Ich war bisher insgesamt 5x zur Begutachtung. Ende des Jahres wird es, wenn ich eingeladen werden, wovon ich ausgehe, das 6. Mal sein.

Bisher lief es so, das ich in der schriftlichen Mitteilung zur Rente/nverlängerung immer schriftlich lesen konnte, das man sich rechtzeitig melden wird und mich zur Untersuchung "einbestellt".

Das scheint wohl eher seltener zu sein, wie es jetzt bei dir abläuft.

5x bereits zur Begutachtung eingeladen. Da stellt sich mir und vielleicht manchem anderen hier schon die Frage, wie lange du denn schon die Rente bekommst und ob da auch wirklich immer für max. 3 Jahre verlängert wurde.

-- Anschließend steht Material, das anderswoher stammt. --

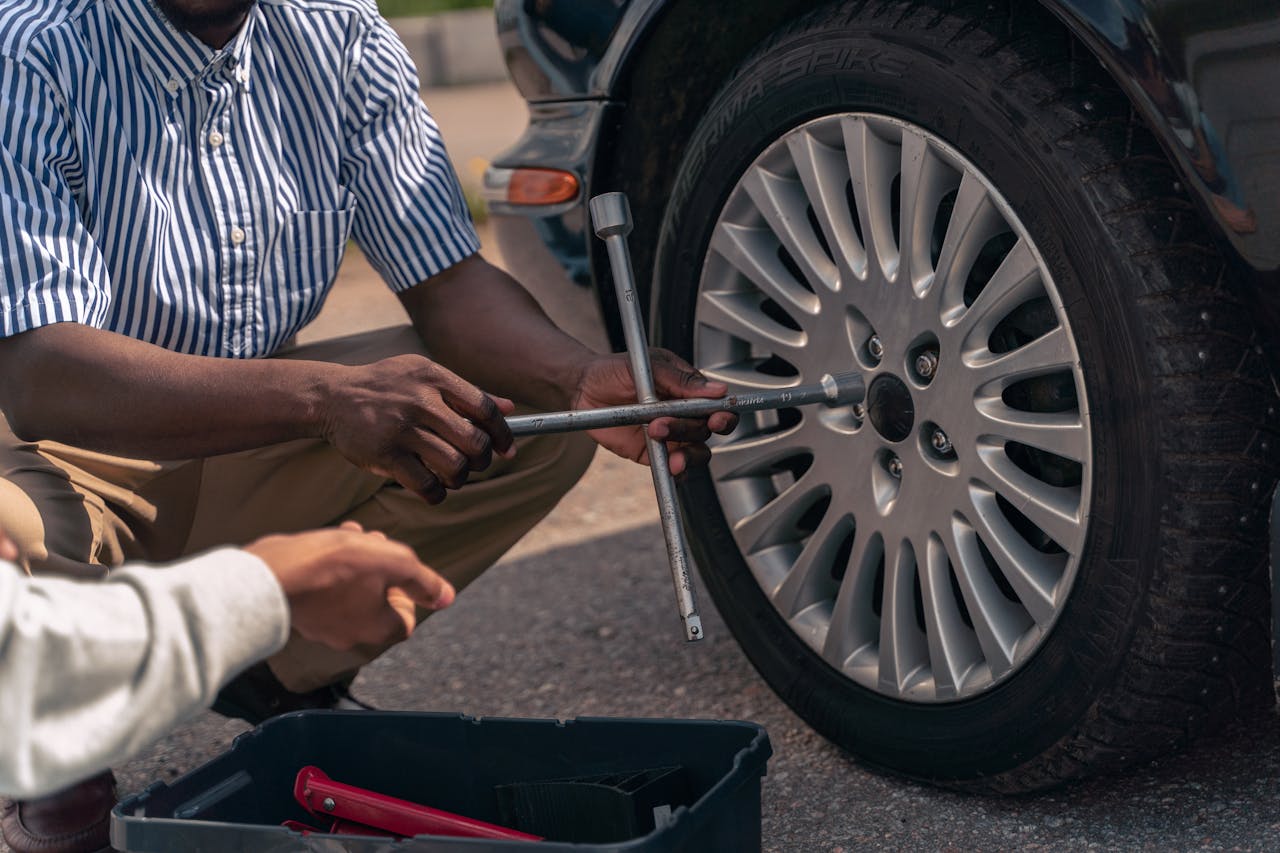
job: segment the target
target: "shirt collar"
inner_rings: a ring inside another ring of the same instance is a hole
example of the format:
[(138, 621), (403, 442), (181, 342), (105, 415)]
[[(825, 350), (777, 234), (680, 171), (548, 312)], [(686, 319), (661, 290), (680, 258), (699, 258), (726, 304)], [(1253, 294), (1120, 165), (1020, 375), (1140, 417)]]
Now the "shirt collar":
[(152, 0), (110, 0), (109, 6), (124, 37), (170, 96), (177, 96), (215, 63), (225, 63), (239, 86), (248, 88), (251, 41), (260, 14), (256, 3), (244, 26), (221, 50), (174, 27)]

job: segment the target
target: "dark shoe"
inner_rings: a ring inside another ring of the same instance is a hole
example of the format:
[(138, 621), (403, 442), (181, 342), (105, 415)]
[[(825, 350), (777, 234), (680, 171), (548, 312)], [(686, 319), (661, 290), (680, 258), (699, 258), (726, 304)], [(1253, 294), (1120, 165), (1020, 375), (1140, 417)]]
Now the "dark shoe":
[(266, 663), (255, 663), (221, 689), (214, 711), (257, 725), (291, 711), (374, 711), (351, 695), (348, 683), (329, 684), (308, 693), (292, 693)]
[(105, 853), (114, 807), (115, 776), (106, 771), (56, 794), (8, 803), (0, 834), (13, 853)]

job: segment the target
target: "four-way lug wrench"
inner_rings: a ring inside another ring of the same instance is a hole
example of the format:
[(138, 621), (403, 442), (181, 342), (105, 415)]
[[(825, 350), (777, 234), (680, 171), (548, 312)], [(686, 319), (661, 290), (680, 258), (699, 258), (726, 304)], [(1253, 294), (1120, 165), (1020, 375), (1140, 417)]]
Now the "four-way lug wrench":
[[(631, 255), (627, 252), (627, 234), (631, 233), (631, 207), (627, 204), (626, 195), (607, 192), (591, 199), (590, 209), (591, 222), (595, 224), (595, 234), (604, 241), (609, 252), (609, 266), (613, 269), (613, 286), (617, 292), (618, 313), (622, 319), (622, 333), (626, 338), (627, 356), (631, 360), (631, 375), (635, 379), (640, 402), (627, 406), (611, 406), (608, 409), (508, 418), (507, 424), (515, 435), (538, 435), (577, 429), (648, 424), (655, 418), (704, 418), (717, 411), (746, 412), (764, 409), (790, 409), (809, 403), (824, 403), (832, 407), (851, 406), (863, 400), (865, 386), (861, 375), (856, 373), (827, 374), (822, 378), (822, 382), (812, 386), (794, 386), (778, 391), (728, 396), (719, 400), (658, 400), (653, 386), (653, 369), (649, 365), (649, 343), (645, 339), (644, 319), (640, 314), (639, 296), (635, 288), (635, 275), (631, 272)], [(653, 471), (653, 487), (658, 493), (658, 512), (662, 517), (662, 532), (667, 538), (667, 560), (671, 564), (671, 580), (676, 587), (676, 603), (680, 608), (680, 617), (685, 624), (685, 639), (699, 640), (703, 638), (703, 622), (698, 616), (698, 602), (694, 598), (694, 584), (689, 571), (689, 547), (685, 543), (685, 529), (680, 521), (676, 482), (671, 475), (667, 446), (648, 435), (645, 435), (645, 441), (649, 447), (649, 467)]]

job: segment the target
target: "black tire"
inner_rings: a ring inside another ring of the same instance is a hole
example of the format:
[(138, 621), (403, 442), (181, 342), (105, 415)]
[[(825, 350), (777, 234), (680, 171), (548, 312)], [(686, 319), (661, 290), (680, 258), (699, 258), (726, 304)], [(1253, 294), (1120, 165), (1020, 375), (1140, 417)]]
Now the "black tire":
[(927, 128), (1025, 224), (1083, 365), (1092, 517), (1070, 598), (1014, 675), (955, 702), (860, 686), (771, 606), (712, 478), (682, 487), (717, 607), (805, 721), (874, 766), (1009, 793), (1133, 766), (1268, 693), (1276, 471), (1271, 377), (1221, 254), (1123, 93), (1057, 22), (1016, 5), (840, 3), (772, 37), (691, 140), (653, 279), (658, 343), (692, 357), (726, 199), (772, 141), (835, 113)]

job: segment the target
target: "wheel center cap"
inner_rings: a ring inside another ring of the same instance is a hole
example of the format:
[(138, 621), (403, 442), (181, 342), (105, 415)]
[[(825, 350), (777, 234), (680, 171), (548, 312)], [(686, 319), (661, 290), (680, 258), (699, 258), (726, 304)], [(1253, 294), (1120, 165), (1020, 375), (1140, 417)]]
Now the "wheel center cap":
[(886, 441), (900, 442), (915, 425), (915, 403), (906, 383), (892, 374), (883, 374), (867, 389), (867, 414), (876, 432)]

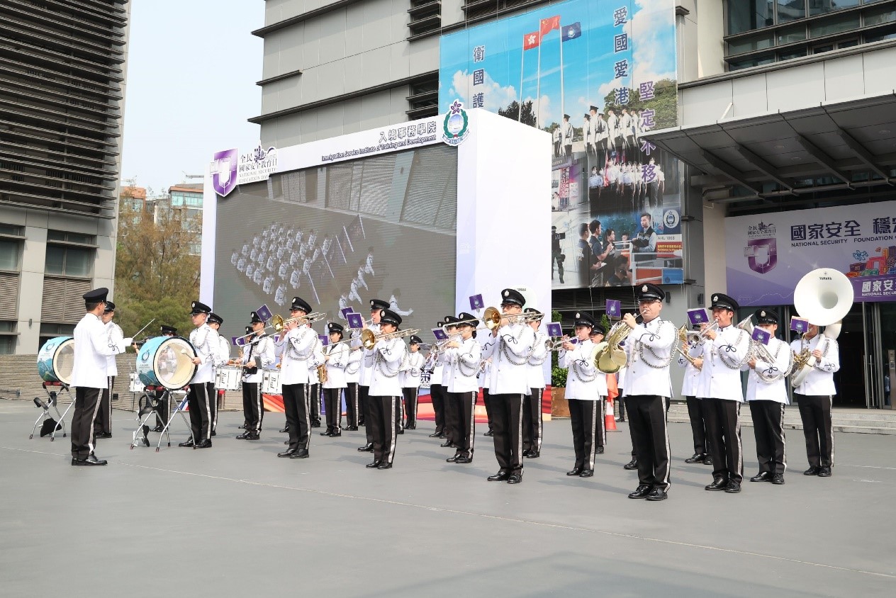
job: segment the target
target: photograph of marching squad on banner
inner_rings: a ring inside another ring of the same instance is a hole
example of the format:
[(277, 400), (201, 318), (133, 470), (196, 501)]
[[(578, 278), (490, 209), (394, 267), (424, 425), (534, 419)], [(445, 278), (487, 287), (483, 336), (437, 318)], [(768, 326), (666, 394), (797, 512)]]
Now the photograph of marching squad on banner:
[[(443, 36), (454, 98), (552, 136), (553, 288), (684, 279), (675, 3), (571, 0)], [(546, 198), (547, 199), (547, 198)]]
[(725, 218), (728, 294), (788, 305), (818, 268), (845, 274), (856, 302), (896, 301), (896, 201)]
[(368, 320), (375, 298), (402, 328), (428, 329), (454, 309), (456, 172), (457, 151), (438, 144), (219, 195), (216, 312), (243, 321), (266, 304), (284, 314), (299, 296), (348, 327), (347, 308)]

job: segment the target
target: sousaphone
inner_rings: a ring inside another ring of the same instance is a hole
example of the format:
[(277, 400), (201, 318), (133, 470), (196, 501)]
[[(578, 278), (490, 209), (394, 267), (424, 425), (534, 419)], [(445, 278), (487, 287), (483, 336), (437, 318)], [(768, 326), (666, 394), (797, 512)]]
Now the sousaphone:
[[(823, 354), (830, 340), (840, 336), (842, 320), (852, 307), (855, 294), (852, 283), (845, 274), (828, 268), (812, 270), (797, 284), (793, 304), (799, 316), (810, 324), (823, 326), (823, 337), (815, 348)], [(806, 381), (815, 366), (815, 357), (804, 349), (794, 357), (790, 386), (797, 388)]]

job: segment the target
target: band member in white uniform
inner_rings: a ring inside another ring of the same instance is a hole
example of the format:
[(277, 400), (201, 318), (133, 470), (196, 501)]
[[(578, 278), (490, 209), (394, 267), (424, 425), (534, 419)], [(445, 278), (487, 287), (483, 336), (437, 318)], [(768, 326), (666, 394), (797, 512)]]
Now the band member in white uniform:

Nun ja, zur persönlichen Untersuchung einladen, daß steht der DRV frei, genauso wie sie wie z.B. bei mir und vielen anderen einige Monate vor Ablauf der Frist dann den Weiterbewilligungsantrag (R0215) automatisch zuschickt um anhand dessen dann zu entscheiden ob es eines ärztlichen Befundberichtes oder gar Gutachtens für eine neuerliche Verlängerung bedarf und über welchen Zeitraum sie sich dann erstreckt.

Merkwürdig erscheint mir in deinem Fall schon, daß man dich bereits so oft zum Gutachten eingeladen hat, auch weil du ja schreibst das du offenbar sehr viele gesundheitliche Einschränkungen hast. Von den Begutachtungen ausgehend dürfte deine EMR ja lediglich eine befristete sein und die sollte dann spätestens nach 9 Jahren in eine unbefristete führen. Da muß man sich doch schon fragen, wie kurz man die Befristungen gehalten hat und welche Hoffungen die DRV damit verbunden hat.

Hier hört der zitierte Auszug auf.